Looks like you will have some chilli plants again next year :)

Anonymous said...

Birds do not have the heat receptors that humans have, so relish in eating pepper seeds. My cockatoo loves them and I grow them for him. That was pretty cool to find chili seeds in the matchbook. What great marketing.

Diana Studer said...

that all turns full circle. What a wonderful story. Are the seeds for different varieties?

HolleyGarden said...

I didn't know all this about peppers, and how and why they evolved into being hot to the taste. Nature is so smart! Love the chili seed matches! What a fun experiment that will be next year to try to grow a plant from those seeds!

Carolyn said...

Your destiny awaits you!!!

Alberto said...

I didn't know all those things about chilli and birds, I guess slugs have some kind of receptors though since they only chew on my milder chillies! I love chillies and every year I grow some new variety, a nursery close to home has always a vast selection and you can't just look and go away.
The trick is when you find yourself buried by chillies at the end of season and you don't know what to do with them. I dried them, made chilli oil, chilli paste, I gave them away and I'm waiting for the recipe to make Tabasco. Every year you grow 3-4 plants and you could have enough chillies for the rest of your life! Have a try with your hot matches and let us know!
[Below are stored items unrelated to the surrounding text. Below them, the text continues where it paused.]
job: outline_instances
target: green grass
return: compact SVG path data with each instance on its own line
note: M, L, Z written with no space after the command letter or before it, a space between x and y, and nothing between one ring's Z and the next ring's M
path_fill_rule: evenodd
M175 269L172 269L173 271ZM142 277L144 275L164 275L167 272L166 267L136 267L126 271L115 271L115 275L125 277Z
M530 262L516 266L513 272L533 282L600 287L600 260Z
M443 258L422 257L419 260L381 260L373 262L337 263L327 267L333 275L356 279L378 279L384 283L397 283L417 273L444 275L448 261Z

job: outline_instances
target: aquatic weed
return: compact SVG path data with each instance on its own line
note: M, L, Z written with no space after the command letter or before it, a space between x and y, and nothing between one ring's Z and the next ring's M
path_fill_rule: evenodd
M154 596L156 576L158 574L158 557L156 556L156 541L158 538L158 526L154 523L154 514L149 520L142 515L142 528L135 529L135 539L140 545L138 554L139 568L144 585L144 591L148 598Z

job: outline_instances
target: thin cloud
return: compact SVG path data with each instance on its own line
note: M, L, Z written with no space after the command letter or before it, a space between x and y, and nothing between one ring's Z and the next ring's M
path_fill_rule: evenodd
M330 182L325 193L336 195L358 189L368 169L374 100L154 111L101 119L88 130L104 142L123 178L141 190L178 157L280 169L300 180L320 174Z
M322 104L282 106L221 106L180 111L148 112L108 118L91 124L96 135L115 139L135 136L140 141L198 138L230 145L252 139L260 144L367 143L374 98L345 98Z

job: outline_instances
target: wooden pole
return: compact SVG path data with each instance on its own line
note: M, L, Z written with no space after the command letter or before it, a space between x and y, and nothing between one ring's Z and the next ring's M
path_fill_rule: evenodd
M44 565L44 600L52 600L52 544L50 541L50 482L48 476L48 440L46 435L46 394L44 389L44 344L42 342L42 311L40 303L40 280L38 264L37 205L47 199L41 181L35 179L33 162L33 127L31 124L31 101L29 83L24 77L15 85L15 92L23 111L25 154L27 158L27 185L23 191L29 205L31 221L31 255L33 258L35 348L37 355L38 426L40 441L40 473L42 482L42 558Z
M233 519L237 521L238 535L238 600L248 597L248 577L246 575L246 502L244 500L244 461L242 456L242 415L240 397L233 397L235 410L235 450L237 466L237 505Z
Janet/Plantaliscious said...

Clearly your subconcious wanted you to grow chillies ;-) Great marketing idea.I was quite sad about your Mum's chilli plant, so I am glad to think of you growing your own.

Donna@Gardens Eye View said...

I am best at growing hot chiles and now I know why. It appears you are meant to grow hot chiles the matches.

Anonymous said...

Beautiful vibrant fruits.
What a wonderful idea giving away seeds. Do hope you can produce a plant.

Alistair said...

Haven't tried growing the Chillies b-a-g, but our green peppers this year were all distorted in shape. If I had your experimental and scientific mind I would have probably tried to find out why. I recently heard about a light coating of chilli powder on bird seed keeping the squirrels away.Enjoyed your post as always.

PatricK said...

So sorry to hear about your Mom but you do have a charming story about her last days. Don't know why it survived in standing water. I love the pepper seed packaging that offered a lot more that lighting cancer sticks. That's the great thing about images loaded into a blog because you'll always have access to them and fondly remember your mother.

debsgarden said...

I love that the packet contained pepper seeds. You must plant them in memory of your mother. Hot peppers love our climate, and I have been successful growing them with little effort. The problem is that I don't like to eat hot peppers. I grow them mainly because I can, and I think they are pretty.

b-a-g said...

Thanks all for your comments.

Diana - they are serrano chilli seeds.

I would actually prefer to grow jalapeno peppers as they can be used as a chilli and a vegetable, however as Carolyn points out my destiny awaits so I'll plant these seeds anyway in memory of my mum.